HELENA — On a mostly straight party line vote, the House Taxation Committee defeated Democratic Steve Bullock’s bill to eliminate the business equipment tax for 10,300 small businesses in the state.
The committee rejected House Bill 332, by Rep. Mary McNally, D-Billings, on an 11-9 vote. All Republicans but one opposed her bill, while all Democrats and Rep. Nicholas Schwaderer, R-Superior, supported it.
The committee then tabled the bill.
HB332 would have ended the property tax for any business whose total equipment is valued at $100,000 or less for tax purposes.
It carried a price tag of $6.6 million for the next two years and $8.1 million for the following two years for the cost of reimbursing local governments, school districts and the university system for the lost property tax revenue.
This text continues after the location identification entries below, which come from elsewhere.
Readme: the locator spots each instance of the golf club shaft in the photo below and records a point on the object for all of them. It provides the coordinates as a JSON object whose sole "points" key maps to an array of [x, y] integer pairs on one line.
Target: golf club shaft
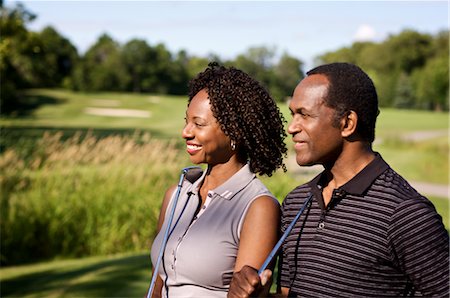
{"points": [[166, 233], [274, 251]]}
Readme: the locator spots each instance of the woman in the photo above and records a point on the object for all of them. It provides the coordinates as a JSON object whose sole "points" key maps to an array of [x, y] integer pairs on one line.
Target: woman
{"points": [[226, 218]]}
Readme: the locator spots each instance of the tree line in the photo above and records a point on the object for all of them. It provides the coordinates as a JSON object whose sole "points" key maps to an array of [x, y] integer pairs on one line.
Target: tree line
{"points": [[410, 70]]}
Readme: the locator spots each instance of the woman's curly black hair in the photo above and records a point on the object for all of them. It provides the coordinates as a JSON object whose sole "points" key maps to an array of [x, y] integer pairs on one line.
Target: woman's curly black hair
{"points": [[246, 113]]}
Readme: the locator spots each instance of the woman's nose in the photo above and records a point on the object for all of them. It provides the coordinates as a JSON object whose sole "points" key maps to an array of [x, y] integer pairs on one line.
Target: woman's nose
{"points": [[186, 133]]}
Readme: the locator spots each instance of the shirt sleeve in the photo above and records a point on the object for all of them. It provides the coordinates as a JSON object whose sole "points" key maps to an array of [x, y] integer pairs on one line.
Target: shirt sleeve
{"points": [[419, 244]]}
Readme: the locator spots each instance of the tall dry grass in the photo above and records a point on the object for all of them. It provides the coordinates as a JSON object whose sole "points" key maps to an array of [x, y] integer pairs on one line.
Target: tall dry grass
{"points": [[84, 195]]}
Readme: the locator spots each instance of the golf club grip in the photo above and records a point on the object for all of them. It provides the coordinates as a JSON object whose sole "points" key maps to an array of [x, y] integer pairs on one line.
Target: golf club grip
{"points": [[277, 247], [184, 175]]}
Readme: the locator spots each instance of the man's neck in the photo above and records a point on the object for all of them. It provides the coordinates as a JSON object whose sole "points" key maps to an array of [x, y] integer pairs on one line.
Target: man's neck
{"points": [[350, 162]]}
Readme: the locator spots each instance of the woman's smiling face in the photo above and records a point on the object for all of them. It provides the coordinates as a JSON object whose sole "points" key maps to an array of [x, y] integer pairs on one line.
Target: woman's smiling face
{"points": [[205, 140]]}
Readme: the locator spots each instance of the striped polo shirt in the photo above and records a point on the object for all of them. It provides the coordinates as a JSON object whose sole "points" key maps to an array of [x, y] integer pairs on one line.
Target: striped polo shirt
{"points": [[378, 237]]}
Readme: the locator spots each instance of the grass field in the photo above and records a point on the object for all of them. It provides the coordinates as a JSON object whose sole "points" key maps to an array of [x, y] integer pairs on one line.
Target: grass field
{"points": [[118, 168]]}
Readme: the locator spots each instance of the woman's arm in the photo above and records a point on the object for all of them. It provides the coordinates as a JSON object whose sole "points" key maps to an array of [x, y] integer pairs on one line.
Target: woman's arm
{"points": [[259, 233]]}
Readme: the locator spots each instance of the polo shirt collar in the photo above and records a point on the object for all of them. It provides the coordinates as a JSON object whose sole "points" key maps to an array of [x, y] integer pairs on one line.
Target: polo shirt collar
{"points": [[233, 185], [362, 181]]}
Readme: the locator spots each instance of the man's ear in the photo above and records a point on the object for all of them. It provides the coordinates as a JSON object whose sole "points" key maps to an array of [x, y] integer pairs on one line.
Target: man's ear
{"points": [[348, 124]]}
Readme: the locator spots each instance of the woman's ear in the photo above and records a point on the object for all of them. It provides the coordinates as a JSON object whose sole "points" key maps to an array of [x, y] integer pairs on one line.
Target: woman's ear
{"points": [[348, 124]]}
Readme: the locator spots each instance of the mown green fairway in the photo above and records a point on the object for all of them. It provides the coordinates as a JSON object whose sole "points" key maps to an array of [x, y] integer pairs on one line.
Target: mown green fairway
{"points": [[109, 189]]}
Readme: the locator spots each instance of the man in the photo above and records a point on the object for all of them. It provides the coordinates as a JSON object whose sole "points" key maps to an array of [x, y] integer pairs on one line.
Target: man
{"points": [[367, 232]]}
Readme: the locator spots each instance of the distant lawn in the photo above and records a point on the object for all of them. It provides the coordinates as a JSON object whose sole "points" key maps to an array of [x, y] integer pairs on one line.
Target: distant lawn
{"points": [[64, 109]]}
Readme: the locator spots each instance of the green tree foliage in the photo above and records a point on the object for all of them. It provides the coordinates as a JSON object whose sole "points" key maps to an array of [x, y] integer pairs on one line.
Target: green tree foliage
{"points": [[13, 66], [287, 74], [102, 68], [280, 77], [30, 59], [410, 69]]}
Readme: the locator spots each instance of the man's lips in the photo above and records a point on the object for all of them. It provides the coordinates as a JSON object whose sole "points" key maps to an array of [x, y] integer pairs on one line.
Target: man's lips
{"points": [[298, 144]]}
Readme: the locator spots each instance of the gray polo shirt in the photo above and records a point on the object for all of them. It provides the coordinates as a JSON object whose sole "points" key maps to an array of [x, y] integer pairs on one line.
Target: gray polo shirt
{"points": [[201, 252]]}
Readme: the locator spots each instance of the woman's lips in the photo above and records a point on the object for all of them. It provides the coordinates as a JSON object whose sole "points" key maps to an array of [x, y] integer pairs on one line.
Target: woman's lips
{"points": [[192, 148]]}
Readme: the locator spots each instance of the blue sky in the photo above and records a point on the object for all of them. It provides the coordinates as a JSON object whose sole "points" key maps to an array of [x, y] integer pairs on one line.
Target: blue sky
{"points": [[304, 29]]}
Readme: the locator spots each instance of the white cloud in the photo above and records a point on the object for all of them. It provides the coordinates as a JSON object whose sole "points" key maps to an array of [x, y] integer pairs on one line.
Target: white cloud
{"points": [[365, 33]]}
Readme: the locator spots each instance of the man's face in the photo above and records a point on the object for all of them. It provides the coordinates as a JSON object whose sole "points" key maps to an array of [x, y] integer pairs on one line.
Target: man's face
{"points": [[316, 140]]}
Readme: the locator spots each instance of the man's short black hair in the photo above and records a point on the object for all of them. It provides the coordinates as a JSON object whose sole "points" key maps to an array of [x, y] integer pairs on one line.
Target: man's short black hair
{"points": [[351, 89]]}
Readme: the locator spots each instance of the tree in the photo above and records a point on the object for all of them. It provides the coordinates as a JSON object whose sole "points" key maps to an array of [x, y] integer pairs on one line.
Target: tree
{"points": [[59, 58], [14, 65], [137, 57], [288, 74], [102, 68]]}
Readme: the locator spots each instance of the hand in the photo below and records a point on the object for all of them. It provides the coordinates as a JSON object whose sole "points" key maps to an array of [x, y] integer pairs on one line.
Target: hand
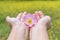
{"points": [[43, 20], [18, 27], [39, 31]]}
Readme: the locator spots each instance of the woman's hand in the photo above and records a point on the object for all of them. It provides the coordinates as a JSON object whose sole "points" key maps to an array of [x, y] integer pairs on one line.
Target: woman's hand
{"points": [[39, 31], [19, 30]]}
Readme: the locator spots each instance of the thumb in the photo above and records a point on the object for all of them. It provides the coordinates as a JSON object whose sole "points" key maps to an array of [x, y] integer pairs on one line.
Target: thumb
{"points": [[45, 20], [8, 19]]}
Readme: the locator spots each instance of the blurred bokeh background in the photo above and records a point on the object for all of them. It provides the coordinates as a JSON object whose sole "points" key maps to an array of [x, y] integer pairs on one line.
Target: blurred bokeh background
{"points": [[14, 7]]}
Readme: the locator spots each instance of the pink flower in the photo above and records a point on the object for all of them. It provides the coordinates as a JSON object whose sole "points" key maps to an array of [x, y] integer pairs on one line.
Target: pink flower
{"points": [[30, 20]]}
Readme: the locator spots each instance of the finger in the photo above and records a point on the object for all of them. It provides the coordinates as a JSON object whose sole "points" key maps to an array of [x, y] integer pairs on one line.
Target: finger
{"points": [[8, 19], [19, 16], [41, 14], [37, 15]]}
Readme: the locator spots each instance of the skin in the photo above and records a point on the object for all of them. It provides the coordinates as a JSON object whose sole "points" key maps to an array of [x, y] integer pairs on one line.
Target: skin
{"points": [[39, 31], [20, 32]]}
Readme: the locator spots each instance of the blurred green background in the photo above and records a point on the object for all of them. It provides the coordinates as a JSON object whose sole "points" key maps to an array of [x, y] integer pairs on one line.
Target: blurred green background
{"points": [[13, 8]]}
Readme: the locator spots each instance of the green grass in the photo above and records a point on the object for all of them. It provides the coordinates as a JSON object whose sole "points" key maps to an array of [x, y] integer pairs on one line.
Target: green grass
{"points": [[51, 8]]}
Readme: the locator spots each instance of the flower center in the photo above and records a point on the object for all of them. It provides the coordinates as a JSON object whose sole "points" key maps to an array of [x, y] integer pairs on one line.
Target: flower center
{"points": [[29, 21]]}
It was a threshold, not an exemption. That means a business with $99,999 worth of equipment would have paid no business equipment while one with equipment valued at $100,001 would pay the tax on the full value of equipment.
The vote came after the committee heard-- but did not vote on--these three major property tax bills:
--HB472, by Rep. Jerry Bennett, R-Libby, which would exempt the first $250,000 of business equipment from taxation.
As an exemption, all businesses would be able to deduct $250,000 from the total value of their business equipment on which they are taxed.
Its price tag is $22.1 million for the first two years combined and $25.6 million over the next two years.
“It’s the fairest proposal for businesses,” Bennett said. “It will have a positive impact on 18,000 businesses.”
--HB361, by Rep. Chuck Hunter, D-Helena. This is another Bullock bill that proposed to give a one-time, $400 property tax rebate to all Montana residents on their primary home.
The bill has a price tag of $99 million.
“It’s simple, it’s direct and puts money into where it’s needed,” Hunter said.
This was a major proposal in Bullock’s campaign for governor last year and mirrors a proposal passed in 2007 at the request of then-Gov. Brian Schweitzer.
--HB230, by Rep. Scott Reichner, R-Bigfork. It would reduce the state school equalization mill levy to 19.6 mills from the current 40 mills.
It would reduce state property tax revenue by $52 million in fiscal 2014, $54 million in 2015 and would continue to grow over time.
He called Bullock’s $400 rebate a “one-time gimmick.”
“Citizens don’t want don’t want a one-time gimmick,” he said. “They want permanent property tax relief.”